– Минуточку, Пол. – Это снова был Алекс, чье сознание ученого жаждало точности и ясности во всем. – Я, знаешь ли, не особенно разбираюсь в ересях и тому подобном. Что такое гностика?
– Дорогой мой Алекс, мне и на то, чтобы растолковать, что такое виньярдизм, понадобится если не весь, то большая часть остатка дня, а уж если за гностику браться, придется попросить Син оставить нас на ночь. Но, говоря коротко, гностика некогда зародилась как высокое религиозно-философское учение, основанное на трудах мистика Валентина, которое, однако, быстро выродилось в изрядный набор мифологем, наполовину христианских, наполовину языческих, а в конце концов превратилось просто в обрядовое шарлатанство.
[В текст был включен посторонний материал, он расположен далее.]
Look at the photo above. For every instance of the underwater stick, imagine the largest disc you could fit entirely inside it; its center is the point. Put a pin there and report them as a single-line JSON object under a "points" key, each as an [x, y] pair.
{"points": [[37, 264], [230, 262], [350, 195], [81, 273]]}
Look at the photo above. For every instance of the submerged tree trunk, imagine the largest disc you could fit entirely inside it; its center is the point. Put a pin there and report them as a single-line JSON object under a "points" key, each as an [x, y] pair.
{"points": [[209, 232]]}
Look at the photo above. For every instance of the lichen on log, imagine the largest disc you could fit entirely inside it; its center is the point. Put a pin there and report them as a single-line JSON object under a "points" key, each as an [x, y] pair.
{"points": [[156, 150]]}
– Спасибо. – Алекс удовлетворенно кивнул. – Продолжай.
– Первоначально доктрина Семерых с Голгофы возникла, судя по всему, в маленьком местечке Альтдорфа, кантон Ури, где сформировалась немногочисленная замкнутая община чрезвычайно сильных в духовном и физическом отношении людей, находившихся под влиянием одного из ранних гностиков. Учение его они понимали не до конца – возможно, он и сам его не вполне понимал, – и с течением столетий создали то, что в какой-то степени может быть названо их религией.
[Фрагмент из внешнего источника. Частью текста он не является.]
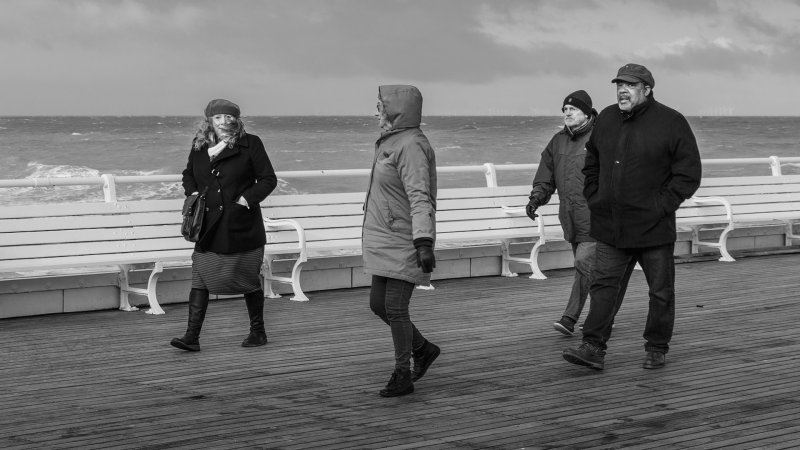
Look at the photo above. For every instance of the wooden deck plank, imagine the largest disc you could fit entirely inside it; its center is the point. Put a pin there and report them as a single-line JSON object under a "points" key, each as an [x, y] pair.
{"points": [[109, 379]]}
– В формальном смысле это было христианство, хотя и еретического толка – так ведь и мандеи – это формально христиане-еретики, пусть даже Иисуса они называли именем Нбу и считали его злым духом. Участники этой урианской секты (тогда они еще не называли себя виньярами) не заходили так же далеко, как их преемники, но уже переместили Христа на какое-то малозначительное место в своей седьмице.
– Седьмице? – на сей раз удивляться пришла очередь Мартина.
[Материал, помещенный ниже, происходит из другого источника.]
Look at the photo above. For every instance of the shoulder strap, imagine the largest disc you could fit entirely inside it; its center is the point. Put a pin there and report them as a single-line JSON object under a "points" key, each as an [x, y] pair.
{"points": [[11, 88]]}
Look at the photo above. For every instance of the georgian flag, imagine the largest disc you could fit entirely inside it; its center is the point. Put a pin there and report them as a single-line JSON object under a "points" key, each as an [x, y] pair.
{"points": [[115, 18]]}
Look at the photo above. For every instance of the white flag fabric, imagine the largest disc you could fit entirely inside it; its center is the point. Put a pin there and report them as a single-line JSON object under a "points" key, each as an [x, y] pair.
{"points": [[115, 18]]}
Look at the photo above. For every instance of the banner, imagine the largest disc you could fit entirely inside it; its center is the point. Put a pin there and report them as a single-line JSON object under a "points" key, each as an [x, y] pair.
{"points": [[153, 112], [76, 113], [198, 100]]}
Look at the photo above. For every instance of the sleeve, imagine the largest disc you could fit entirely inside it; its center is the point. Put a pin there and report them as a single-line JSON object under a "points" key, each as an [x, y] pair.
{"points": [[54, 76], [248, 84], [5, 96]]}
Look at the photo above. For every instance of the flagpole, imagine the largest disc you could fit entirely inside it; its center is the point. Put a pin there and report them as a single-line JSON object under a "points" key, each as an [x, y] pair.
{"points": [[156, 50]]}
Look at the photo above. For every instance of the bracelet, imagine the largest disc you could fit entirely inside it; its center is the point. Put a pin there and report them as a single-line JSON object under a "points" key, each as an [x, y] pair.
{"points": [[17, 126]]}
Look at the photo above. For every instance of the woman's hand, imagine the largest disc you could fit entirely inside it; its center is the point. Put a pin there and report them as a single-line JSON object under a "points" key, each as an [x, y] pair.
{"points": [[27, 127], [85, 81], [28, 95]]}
– Должен признать, – недовольно пожал плечами Пол, – что я сам придумал этот термин, он мне понадобился, чтобы доморощенным образом перевести немецкое слово Siebenfaltigkeit[38]. Седьмица по отношению к троице – это же самое, что семь по отношению к трем; иными словами, в их пантеоне семь богов.
– И символ это как раз означает?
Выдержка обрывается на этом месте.